No.010 シュガーキャスター&コンディメントセット

1700年代の香辛料入れとは〜どんな種類があったのでしょう。この疑問は当時のWarwick Cruetと呼ばれる器から始まります。その器に容れられる香辛料はどんなもの?かをあげてみますと、塩、胡椒、マスタードの3種類くらいはすぐに思い出されますが、まだまだ〜その他にガラスのボトルのような器が付いています。それはどんなものを容れるの?かを調べますと、オイルとヴィネガーの2種類の液体をそれぞれのガラスの器に容れ、さらにシュガーキャスターを一緒にクリュエットという台座付きの持ち運び可能のバスケット?みたいなスタンドに納まっていました。

それは、その昔〜食卓用の香辛料入れという小ぶりな器が無かったことから、クィーンアン時代に食卓にも置く事が出来る香辛料入れが欲しい〜という要望により登場し始めましたが、持ち得る方がたと言えば・・・王族くらいの方がたであったでしょうし、その頃の一般庶民にとってはテーブルの上にお塩入れがあることすら〜別世界のことだったでしょう。

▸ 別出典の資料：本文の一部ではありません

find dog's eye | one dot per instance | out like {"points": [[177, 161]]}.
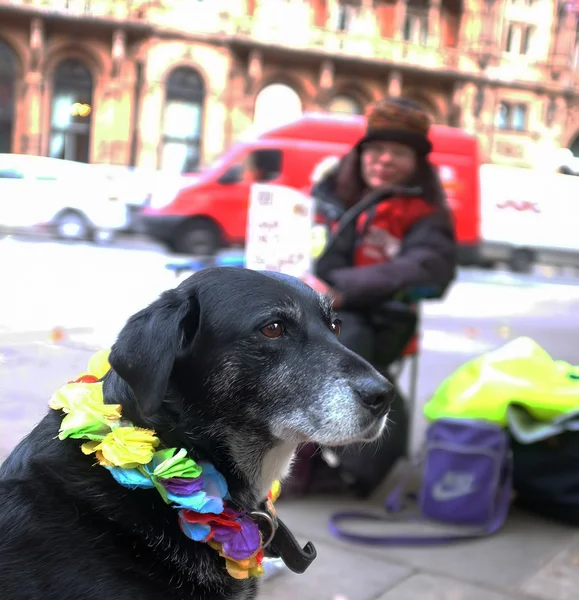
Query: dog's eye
{"points": [[336, 327], [273, 330]]}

さらに時代とともに、香辛料の変革とも言えることが起こります。 それはマスタードです。私達が普段何気なく使っている練り状のからし、当時はドライマスタードという乾燥したカラシを振り掛けるものでした。そのドライマスタードが1760年頃に、練り練りの状態になったものを使う習慣となり、そこで器もパラパラと胡椒のようにふり掛ける小さな穴の細工の器が不要となって参ります。さらに乾燥を防ぐ蓋付きの現在のようなマスタードポットという形に変化していきました。

このクリュエットと呼ばれた卓上用の香辛料フルセットも、香辛料の変化に応じながら一つ減り一つ減りながら、食卓用として用いられたクリュエットとしての香辛料の器全てをまとめて用いる必要性が無くなっていきます。さらに呼び名もコンディメントセットという塩入れ&胡椒入れのみを組み合わた必要最小限の香辛料セットが普及することになり、さらには蓋付きのマスタードポットを合わせたコンパクトなセットをペアにされて注文〜する方が多くなりました。

そこで困ったのがシュガーキャスターです。当時は塊となったお砂糖が流通するなか、細かく粉砕させたお砂糖をキャスターシュガーと呼び、その器もシュガーキャスターとしてクルエットの中に含まれておりましたが、ずっと一緒に食卓を飾る香辛料達の姿が変わることにより、シュガーキャスターのみぽつんと取り残されてしまいます。しかもシフタースプーンのデビューにより、ますます存在価値を揺るがす?時代となり、現在ではアンティークの銀器の中で出会うくらい・・・となりました。器は目的に応じて作られ、愛用された存在です。しかし、私達の日常には想像することも出来ない?目的に応じオーダーされたアンティークの銀器は、当時の持ち主にとっては無くてはならない必需品であった器もたくさ〜んあったことでしょう。